Once upon a time, software development consisted of a programmer writing code to solve a problem or automate a procedure. Nowadays, systems are so big and complex that teams of architects, analysts, programmers, testers and users must work together to create the millions of lines of custom-written code that drive our enterprises.
To manage this, a number of system development life cycle (SDLC) models have been created: waterfall, fountain, spiral, build and fix, rapid prototyping, incremental, and synchronize and stabilize.
The oldest of these, and the best known, is the waterfall: a sequence of stages in which the output of each stage becomes the input for the next. These stages can be characterized and divided up in different ways, including the following:- Project planning, feasibility study: Establishes a high-level view of the intended project and determines its goals.

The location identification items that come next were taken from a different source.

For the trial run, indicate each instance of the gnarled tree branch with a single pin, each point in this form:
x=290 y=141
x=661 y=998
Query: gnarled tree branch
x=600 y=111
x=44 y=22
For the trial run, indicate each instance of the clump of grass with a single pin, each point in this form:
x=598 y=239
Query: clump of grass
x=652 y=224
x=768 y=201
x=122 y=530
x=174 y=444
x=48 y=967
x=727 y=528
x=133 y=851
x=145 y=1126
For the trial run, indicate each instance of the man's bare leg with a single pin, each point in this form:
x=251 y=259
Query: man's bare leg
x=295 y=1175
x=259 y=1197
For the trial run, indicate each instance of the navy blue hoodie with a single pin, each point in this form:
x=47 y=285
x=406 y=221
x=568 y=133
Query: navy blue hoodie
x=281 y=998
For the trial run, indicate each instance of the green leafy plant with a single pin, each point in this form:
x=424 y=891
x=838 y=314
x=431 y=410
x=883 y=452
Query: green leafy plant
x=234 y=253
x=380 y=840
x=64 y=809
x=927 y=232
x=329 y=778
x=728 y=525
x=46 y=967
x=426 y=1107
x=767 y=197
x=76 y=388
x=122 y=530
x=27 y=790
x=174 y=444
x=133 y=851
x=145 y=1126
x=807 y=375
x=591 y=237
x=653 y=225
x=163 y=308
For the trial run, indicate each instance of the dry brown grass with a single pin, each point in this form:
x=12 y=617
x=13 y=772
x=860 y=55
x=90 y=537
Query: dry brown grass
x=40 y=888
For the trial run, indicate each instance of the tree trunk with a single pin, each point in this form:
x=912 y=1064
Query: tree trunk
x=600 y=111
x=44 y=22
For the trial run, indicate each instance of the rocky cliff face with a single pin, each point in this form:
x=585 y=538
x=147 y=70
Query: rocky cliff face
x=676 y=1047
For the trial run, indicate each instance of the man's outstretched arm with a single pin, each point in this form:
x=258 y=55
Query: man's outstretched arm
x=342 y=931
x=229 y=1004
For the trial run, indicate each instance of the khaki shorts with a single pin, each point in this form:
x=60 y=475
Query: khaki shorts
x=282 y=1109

- Systems analysis, requirements definition: Refines project goals into defined functions and operation of the intended application. Analyzes end-user information needs.
- Systems design: Describes desired features and operations in detail, including screen layouts, business rules, process diagrams, pseudocode and other documentation.
- Implementation: The real code is written here.
- Integration and testing: Brings all the pieces together into a special testing environment, then checks for errors, bugs and interoperability.
- Acceptance, installation, deployment: The final stage of initial development, where the software is put into production and runs actual business.
- Maintenance: What happens during the rest of the software's life: changes, correction, additions, moves to a different computing platform and more. This, the least glamorous and perhaps most important step of all, goes on seemingly forever.